AThe motion induces a changing magnetic field inside the conductor, which in turn creates an electric field by Faraday's law
BThe conductor's free electrons experience the Lorentz force F = qv × B as they move with the conductor, separating charges and creating a potential difference
CThe external magnetic field does work directly on the conductor's lattice, which transfers energy to the free electrons
DThe conductor's motion creates a gravitational gradient that separates charge by density
At the microscopic level, free charge carriers in the moving conductor are themselves moving with it (velocity v). Each carrier feels the Lorentz force F = q(v × B), which pushes positive charges to one end and negative charges to the other. This charge separation builds up until the resulting electric field exactly balances the magnetic force — at that point, the potential difference across the rod equals the work done by the magnetic force per unit charge, which integrates to BLv. This is the physical mechanism that Faraday's law encodes at the macroscopic level.
Question 3 True / False
The motional EMF formula ε = BLv can be derived both from the Lorentz force on moving charges and from Faraday's law applied to the changing loop area — and both derivations give the same answer.
TTrue
FFalse
Answer: True
These are two equivalent descriptions of the same physics, not two different effects. The Lorentz force approach tracks what happens to individual charge carriers (F = qv × B, integrated over the rod length gives ε = BLv). The Faraday's law approach tracks the circuit as a whole (the moving rod sweeps area dA = L·v·dt, so dΦ/dt = B·L·v = ε). The agreement is fundamental: Faraday's law, at its core, is a statement about the Lorentz forces on charges when either the field or the conductor changes.
Question 4 True / False
In an electromagnetic generator, the coil produces a constant (DC) voltage because the magnetic field is uniform and steady throughout the rotation.
TTrue
FFalse
Answer: False
Even in a uniform steady magnetic field, a rotating coil produces sinusoidal AC voltage. The flux through the coil is Φ = BA cos(ωt) — it varies sinusoidally because the angle between the field and the area vector changes continuously as the coil rotates. By Faraday's law, ε = −dΦ/dt = BAω sin(ωt), which is AC. The field being uniform and steady does not prevent AC generation; the rotation itself creates the sinusoidally changing flux. Every power plant on Earth produces AC for this reason.
Question 5 Short Answer
Two students disagree about the origin of motional EMF. One says it comes from changing magnetic flux (Faraday's law). The other says it comes from the Lorentz force on moving charges. Who is right?

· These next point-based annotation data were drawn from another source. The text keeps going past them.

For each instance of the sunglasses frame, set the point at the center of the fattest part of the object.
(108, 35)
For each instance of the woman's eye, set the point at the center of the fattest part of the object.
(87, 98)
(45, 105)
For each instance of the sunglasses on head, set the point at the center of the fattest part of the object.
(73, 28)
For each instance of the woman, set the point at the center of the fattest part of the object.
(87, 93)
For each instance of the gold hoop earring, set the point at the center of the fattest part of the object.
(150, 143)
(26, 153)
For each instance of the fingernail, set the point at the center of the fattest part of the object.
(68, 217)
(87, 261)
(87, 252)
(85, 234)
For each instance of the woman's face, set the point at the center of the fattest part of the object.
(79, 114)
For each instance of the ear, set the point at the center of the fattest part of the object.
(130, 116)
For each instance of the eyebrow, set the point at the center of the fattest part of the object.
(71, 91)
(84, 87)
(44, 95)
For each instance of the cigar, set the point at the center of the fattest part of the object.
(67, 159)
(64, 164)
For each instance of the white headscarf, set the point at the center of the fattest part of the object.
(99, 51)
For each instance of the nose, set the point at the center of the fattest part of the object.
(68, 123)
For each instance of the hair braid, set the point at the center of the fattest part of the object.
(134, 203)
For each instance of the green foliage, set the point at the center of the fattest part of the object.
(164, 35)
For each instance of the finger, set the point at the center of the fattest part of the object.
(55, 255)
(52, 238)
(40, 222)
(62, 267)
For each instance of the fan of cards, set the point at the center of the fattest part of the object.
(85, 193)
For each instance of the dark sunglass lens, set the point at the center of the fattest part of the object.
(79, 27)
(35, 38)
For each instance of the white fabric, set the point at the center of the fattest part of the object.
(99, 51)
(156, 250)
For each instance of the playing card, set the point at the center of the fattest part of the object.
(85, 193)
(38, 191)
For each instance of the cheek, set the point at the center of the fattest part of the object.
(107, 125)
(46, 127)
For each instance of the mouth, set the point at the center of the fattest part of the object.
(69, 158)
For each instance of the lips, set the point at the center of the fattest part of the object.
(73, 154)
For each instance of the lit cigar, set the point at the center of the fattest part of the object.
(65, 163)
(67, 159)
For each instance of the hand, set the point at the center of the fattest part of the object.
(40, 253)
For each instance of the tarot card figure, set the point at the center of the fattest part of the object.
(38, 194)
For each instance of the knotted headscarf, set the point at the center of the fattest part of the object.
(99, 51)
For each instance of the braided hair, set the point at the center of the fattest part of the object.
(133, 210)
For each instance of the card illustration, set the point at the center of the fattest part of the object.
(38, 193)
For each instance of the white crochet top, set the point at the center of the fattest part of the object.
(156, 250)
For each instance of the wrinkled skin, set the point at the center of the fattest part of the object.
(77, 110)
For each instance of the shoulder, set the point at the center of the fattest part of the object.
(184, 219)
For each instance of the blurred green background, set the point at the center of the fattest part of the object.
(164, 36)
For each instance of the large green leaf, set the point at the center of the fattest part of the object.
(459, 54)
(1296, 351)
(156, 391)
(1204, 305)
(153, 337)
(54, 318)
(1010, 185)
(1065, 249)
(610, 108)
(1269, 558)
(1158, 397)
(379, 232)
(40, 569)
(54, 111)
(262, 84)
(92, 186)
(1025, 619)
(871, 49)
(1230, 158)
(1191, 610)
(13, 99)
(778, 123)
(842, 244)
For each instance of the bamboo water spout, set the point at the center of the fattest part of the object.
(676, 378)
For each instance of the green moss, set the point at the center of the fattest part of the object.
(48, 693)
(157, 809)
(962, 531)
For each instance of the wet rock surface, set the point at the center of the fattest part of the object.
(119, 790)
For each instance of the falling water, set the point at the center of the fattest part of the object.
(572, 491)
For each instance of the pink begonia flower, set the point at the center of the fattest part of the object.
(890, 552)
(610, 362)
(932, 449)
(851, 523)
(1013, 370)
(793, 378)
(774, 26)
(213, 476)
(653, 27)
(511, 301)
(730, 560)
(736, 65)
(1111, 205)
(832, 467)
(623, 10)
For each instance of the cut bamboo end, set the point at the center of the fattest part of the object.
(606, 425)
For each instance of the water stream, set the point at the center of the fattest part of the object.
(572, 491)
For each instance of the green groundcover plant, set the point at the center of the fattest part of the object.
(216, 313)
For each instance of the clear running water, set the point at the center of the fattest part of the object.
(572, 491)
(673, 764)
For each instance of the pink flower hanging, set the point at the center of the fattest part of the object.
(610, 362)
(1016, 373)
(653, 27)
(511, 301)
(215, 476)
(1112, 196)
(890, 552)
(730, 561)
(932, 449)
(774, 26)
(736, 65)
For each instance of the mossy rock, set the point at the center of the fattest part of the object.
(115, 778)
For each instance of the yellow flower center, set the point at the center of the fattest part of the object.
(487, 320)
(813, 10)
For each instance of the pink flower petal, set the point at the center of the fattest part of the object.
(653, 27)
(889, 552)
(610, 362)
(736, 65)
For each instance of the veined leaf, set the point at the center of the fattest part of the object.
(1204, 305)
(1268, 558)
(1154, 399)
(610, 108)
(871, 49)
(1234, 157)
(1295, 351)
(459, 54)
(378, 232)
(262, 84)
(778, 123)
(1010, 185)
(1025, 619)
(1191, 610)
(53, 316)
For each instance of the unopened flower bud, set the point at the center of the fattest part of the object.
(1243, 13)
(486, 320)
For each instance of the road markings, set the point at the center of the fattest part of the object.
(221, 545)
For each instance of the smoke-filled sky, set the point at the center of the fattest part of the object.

Think about your answer, then reveal below.
Model answer: Both are right — they are describing the same physical phenomenon from two complementary perspectives. The Lorentz force (F = qv × B) is the microscopic mechanism: charge carriers moving with the rod feel a force that separates them, creating a potential difference. Faraday's law is the macroscopic description: the moving rod sweeps out new loop area, increasing the flux, and the induced EMF equals the rate of flux change. Both give ε = BLv. Neither is more fundamental — they are equivalent formulations of the same underlying electromagnetism.
This equivalence is not coincidental — it reflects the deep unity of Maxwell's equations. Faraday's law in integral form captures the collective result of Lorentz forces on all the charge carriers in the conductor. When you compute dΦ/dt for a moving conductor in a steady field, you're implicitly summing the work done by v × B forces along the rod's length. The two perspectives are connected by the mathematics of flux through a moving surface, and their agreement is a consistency check on Maxwell's theory.